Mengting Hu,Shiwan Zhao,Honglei Guo,Chao Xue,Hang Gao,Tiegang Gao,Renhong Cheng,Zhong Su
Abstract:Aspect category detection (ACD) in sentiment analysis aims to identify the aspect categories mentioned in a sentence. In this paper, we formulate ACD in the few-shot learning scenario. However, existing few-shot learning approaches mainly focus on single-label predictions. These methods can not work well for the ACD task since a sentence may contain multiple aspect categories. Therefore, we propose a multi-label few-shot learning method based on the prototypical network. To alleviate the noise, we design two effective attention mechanisms. The support-set attention aims to extract better prototypes by removing irrelevant aspects. The query-set attention computes multiple prototype-specific representations for each query instance, which are then used to compute accurate distances with the corresponding prototypes. To achieve multi-label inference, we further learn a dynamic threshold per instance by a policy network. Extensive experimental results on three datasets demonstrate that the proposed method significantly outperforms strong baselines.
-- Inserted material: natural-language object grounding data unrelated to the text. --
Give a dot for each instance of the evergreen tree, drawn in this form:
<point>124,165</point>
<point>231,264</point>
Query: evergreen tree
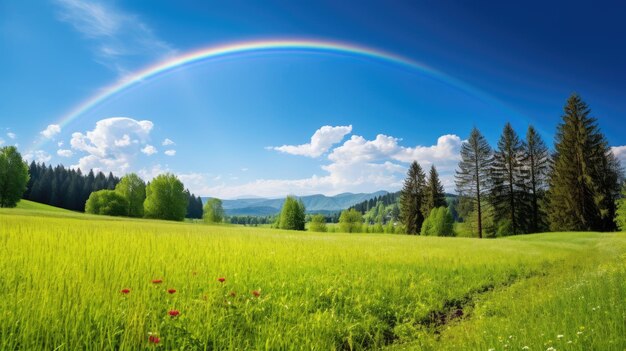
<point>412,199</point>
<point>434,193</point>
<point>508,188</point>
<point>584,177</point>
<point>472,177</point>
<point>537,163</point>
What problem does this paper attempt to address?
The problem that this paper attempts to solve is how to accurately detect aspect categories in sentences (Aspect Category Detection, ACD) in the case of a small amount of labeled data in sentiment analysis. Specifically, the paper focuses on the multi - label few - shot learning problem, that is, when a sentence may contain multiple aspect categories, how to effectively identify these aspect categories using limited training instances.
### Background and Challenges
- **Limitations of Existing Methods**: Existing ACD methods mainly rely on large - scale labeled data sets, but in practical applications, labeling a large amount of data is both time - consuming and labor - intensive. In addition, even in a large data set, many long - tail aspect categories still face the problem of data sparsity.
- **Advantages of Few - Shot Learning (FSL)**: FSL provides a solution. By using prior knowledge, it can identify new categories using only a small amount of labeled data. However, most FSL methods focus on single - label classification tasks and are not effective for multi - label ACD tasks.
- **Noise Problem**: Sentences in the support set and the support set may contain multiple aspect categories, which leads to the noise problem and makes it difficult to learn good prototypes. At the same time, sentences in the query set may also contain noise, further increasing the difficulty of the task.
### Main Contributions of the Paper
1. **Proposing a Multi - label Few - shot Learning Method**: For the first time, the paper models the ACD problem as a multi - label few - shot learning problem and designs a new method based on the prototypical network to solve this problem.
2. **Designing Two Attention Mechanisms**:
- **Support - set Attention (SA)**: By removing irrelevant aspects, extract the common aspects of each category to generate better prototypes.
- **Query - set Attention (QA)**: Use prototypes to calculate multiple prototype - specific representations of query instances, remove irrelevant aspects, and thus calculate distances more accurately.
3. **Dynamic Threshold Selection**: Learn the dynamic threshold of each instance through the policy network to select aspect categories for positive prediction.
### Experimental Results
- **Performance Improvement**: The experimental results show that the proposed method significantly outperforms strong baseline methods on three data sets.
- **Robustness**: On data sets of multi - aspect sentences, the proposed method still performs excellently, demonstrating its robustness to different data distributions.
- **Ablation Study**: The effectiveness of each module is verified through ablation study, especially the role of the support - set attention and query - set attention modules in reducing noise and improving performance.
In conclusion, by introducing a multi - label few - shot learning framework and two effective attention mechanisms, this paper successfully solves the problem of accurately detecting multiple aspect categories in sentences with limited labeled data.